Having set up that paradigm, the film draws parallels between colonialism and modern international financial structures. Again and again, speakers describe how nondemocratic entities like the World Bank or International Monetary Fund pressure developing nations into two destructive courses of action. First, a country (usually just a few decades removed from colonial subjugation and possessed of only the wobbliest infrastructure) is pushed into privatizing state assets in deals that reap huge profits for corporations like Bechtel and result in little gain for the country's government or people. (The vividly told story of Bolivia's privatized water system yields an unusually positive ending, following the popular uprising that ended that experiment.)
Second, the country is pushed into taking out massive loans to finance giant infrastructure projects (dams, in particular), after which the country's crushing debt forces it to rely on revenues gained from exporting natural resources to the First World, usually via that infrastructure it was talked into building. It's a neat little circle. If the country resists the program, the chillingly deadpan testimony of John Perkins (author of Confessions of an Economic Hit Man) describes the devastating results.

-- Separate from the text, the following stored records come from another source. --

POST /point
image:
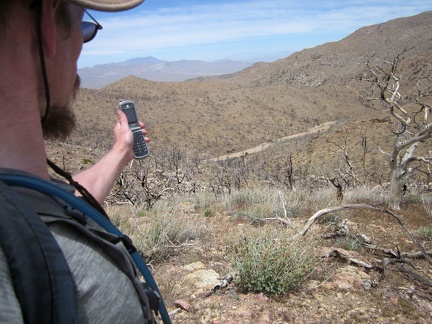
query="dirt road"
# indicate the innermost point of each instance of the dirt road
(320, 128)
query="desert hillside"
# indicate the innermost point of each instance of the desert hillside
(288, 136)
(214, 116)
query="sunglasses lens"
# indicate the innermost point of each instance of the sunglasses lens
(89, 31)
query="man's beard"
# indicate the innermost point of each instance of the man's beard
(61, 121)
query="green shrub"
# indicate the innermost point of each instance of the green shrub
(425, 233)
(269, 262)
(349, 243)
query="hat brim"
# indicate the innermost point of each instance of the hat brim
(107, 5)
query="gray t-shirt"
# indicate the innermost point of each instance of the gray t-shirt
(105, 294)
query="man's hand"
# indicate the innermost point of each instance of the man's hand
(100, 178)
(123, 138)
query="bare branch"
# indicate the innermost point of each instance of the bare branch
(322, 212)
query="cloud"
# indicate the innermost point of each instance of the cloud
(148, 31)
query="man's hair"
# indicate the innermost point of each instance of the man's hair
(5, 5)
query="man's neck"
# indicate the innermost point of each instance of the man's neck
(22, 145)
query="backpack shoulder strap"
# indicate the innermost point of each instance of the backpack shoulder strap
(36, 263)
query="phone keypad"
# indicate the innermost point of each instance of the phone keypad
(140, 146)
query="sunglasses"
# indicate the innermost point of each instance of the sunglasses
(89, 28)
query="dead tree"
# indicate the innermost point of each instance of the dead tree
(414, 125)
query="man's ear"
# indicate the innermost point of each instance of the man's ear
(49, 27)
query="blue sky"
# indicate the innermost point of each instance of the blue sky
(248, 30)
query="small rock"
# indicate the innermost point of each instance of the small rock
(184, 305)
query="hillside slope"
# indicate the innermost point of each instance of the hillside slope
(265, 102)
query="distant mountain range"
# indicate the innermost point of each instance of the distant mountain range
(153, 69)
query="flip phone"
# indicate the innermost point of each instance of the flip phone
(140, 146)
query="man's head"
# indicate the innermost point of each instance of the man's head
(62, 81)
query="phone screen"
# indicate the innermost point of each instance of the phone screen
(131, 116)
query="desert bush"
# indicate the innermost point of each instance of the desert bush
(363, 194)
(425, 233)
(427, 204)
(268, 261)
(161, 231)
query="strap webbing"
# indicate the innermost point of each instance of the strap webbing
(41, 277)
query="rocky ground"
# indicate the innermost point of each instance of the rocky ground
(370, 283)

Most of this information has been presented before, in other documentaries or in the reporting of people like Naomi Klein. What makes The End of Poverty? stand out (aside from an unusually lush soundtrack of indigenous music from the nations where Diaz filmed), is the strident line the film takes on the subject. Instead of calling for more aid or a reexamination of economic priorities, it asserts that capitalism needs to be dug up by the roots and flung into the dustbin.

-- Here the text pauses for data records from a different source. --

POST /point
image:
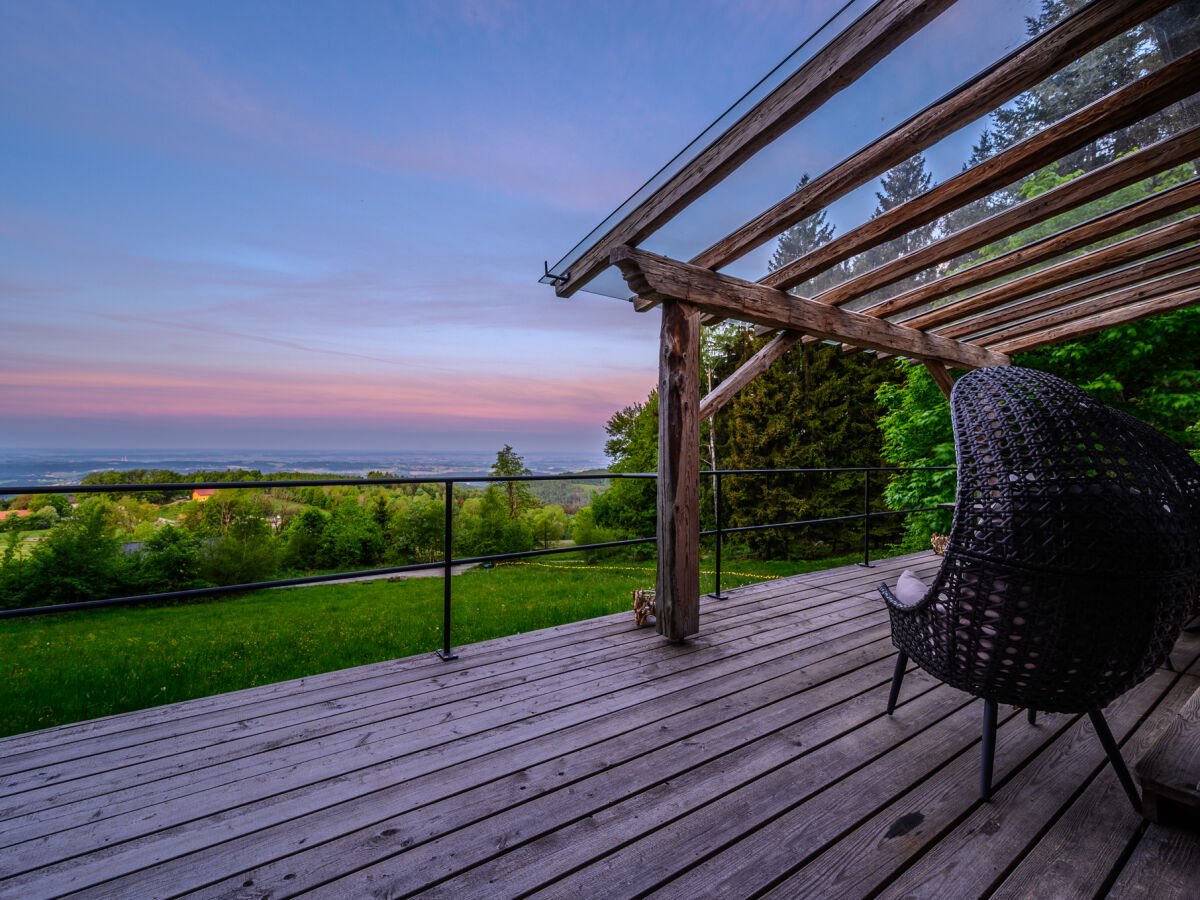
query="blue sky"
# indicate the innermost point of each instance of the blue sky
(321, 225)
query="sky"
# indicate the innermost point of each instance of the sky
(321, 225)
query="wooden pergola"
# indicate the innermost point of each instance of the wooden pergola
(1021, 300)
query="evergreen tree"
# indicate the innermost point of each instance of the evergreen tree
(899, 185)
(814, 408)
(517, 495)
(803, 238)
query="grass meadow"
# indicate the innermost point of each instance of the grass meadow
(82, 665)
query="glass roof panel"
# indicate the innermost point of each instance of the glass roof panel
(945, 54)
(846, 15)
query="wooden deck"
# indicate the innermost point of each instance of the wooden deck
(595, 760)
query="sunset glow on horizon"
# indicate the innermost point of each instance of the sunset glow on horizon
(321, 225)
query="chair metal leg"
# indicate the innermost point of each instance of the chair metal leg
(1114, 753)
(897, 678)
(989, 749)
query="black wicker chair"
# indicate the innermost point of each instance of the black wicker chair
(1073, 558)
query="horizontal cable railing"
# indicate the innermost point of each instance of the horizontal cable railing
(448, 563)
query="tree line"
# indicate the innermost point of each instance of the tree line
(144, 543)
(819, 406)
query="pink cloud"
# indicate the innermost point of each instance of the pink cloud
(51, 391)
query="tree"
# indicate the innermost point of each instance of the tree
(549, 525)
(899, 185)
(814, 408)
(58, 502)
(629, 507)
(79, 559)
(509, 463)
(802, 239)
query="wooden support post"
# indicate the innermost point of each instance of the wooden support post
(942, 376)
(678, 525)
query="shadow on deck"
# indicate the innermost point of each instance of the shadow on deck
(595, 760)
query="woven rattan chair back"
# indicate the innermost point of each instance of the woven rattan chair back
(1074, 555)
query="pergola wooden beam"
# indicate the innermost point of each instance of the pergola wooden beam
(1133, 215)
(1105, 321)
(1161, 239)
(1105, 283)
(845, 59)
(652, 276)
(1119, 299)
(677, 586)
(1120, 108)
(1117, 174)
(1029, 65)
(747, 372)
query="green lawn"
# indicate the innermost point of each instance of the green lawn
(73, 666)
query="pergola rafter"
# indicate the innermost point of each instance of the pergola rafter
(1116, 111)
(1030, 297)
(1116, 280)
(1157, 289)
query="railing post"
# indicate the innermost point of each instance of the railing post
(448, 555)
(867, 520)
(717, 510)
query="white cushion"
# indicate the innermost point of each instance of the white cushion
(910, 589)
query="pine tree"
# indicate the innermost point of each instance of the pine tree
(802, 239)
(814, 408)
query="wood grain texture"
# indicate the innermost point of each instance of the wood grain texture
(996, 85)
(747, 372)
(1122, 107)
(1116, 300)
(1143, 245)
(1104, 283)
(1117, 174)
(1170, 769)
(1092, 324)
(651, 275)
(730, 747)
(845, 59)
(1133, 215)
(1163, 867)
(678, 492)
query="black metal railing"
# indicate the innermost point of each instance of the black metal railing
(448, 562)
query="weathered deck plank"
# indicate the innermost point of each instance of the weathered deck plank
(562, 762)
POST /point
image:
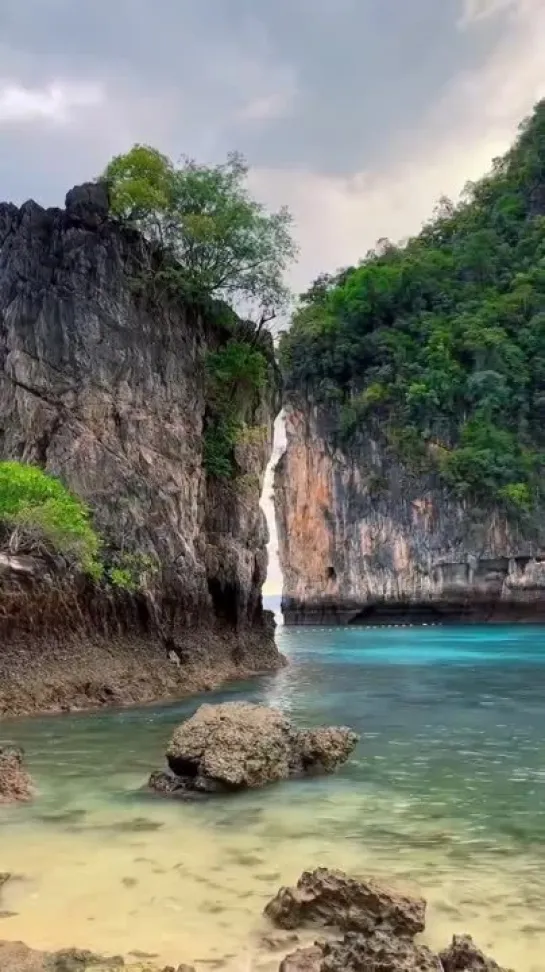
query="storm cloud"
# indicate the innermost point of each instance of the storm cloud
(358, 114)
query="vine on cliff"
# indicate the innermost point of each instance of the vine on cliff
(438, 345)
(39, 515)
(236, 374)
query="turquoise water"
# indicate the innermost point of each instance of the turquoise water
(446, 792)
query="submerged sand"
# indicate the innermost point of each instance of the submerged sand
(170, 882)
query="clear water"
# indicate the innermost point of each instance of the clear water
(446, 792)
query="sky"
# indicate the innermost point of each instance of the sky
(357, 114)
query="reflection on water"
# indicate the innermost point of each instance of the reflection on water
(446, 791)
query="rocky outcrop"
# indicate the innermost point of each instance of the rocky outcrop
(16, 957)
(238, 745)
(15, 783)
(380, 926)
(333, 899)
(102, 383)
(365, 540)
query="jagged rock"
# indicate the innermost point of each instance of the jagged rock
(363, 539)
(240, 745)
(15, 783)
(463, 955)
(331, 898)
(104, 387)
(88, 203)
(17, 957)
(303, 960)
(380, 952)
(325, 748)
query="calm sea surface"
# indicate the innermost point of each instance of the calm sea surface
(446, 793)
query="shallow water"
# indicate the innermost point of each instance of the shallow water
(446, 792)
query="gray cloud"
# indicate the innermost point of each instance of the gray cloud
(357, 113)
(292, 84)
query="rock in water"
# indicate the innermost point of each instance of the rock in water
(16, 957)
(303, 960)
(462, 955)
(379, 952)
(15, 783)
(332, 898)
(239, 745)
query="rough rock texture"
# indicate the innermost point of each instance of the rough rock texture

The End of Poverty? delights in upending some of the polite fictions promoted by think tanks and university academics. This is highlighted when one interviewee calls the lie on the old idea that a weak nation like the Netherlands became a financial powerhouse by developing a superior economic model, and not by more efficiently (and violently) exploiting the people and resources of their subject colonies.
Diaz submits there is more blood and greed behind the south's wretched poverty than the north would like to admit. He illustrates with stories from the fields of Kenyan farmers evicted by an American corporation to the quiet offices of former World Bank chief economist and Nobel Prize-winner Joseph Stiglitz, who confirms that most all the horrible things you have heard about his former bosses are true. That Diaz is able to cobble together a convincing thesis from such disparate material, and without resorting to easy outs (no paeans to the supposedly anti-capitalist Hugo Chavez, for example), is especially impressive. Almost by definition, this is a film that paints with a brush as broad as the sky, leaving details to the interviewees' writings. But given the heartbreaking enormity of the crisis, and the precision and passion leveraged by the filmmakers, one can certainly forgive the occasional lapse into generalization.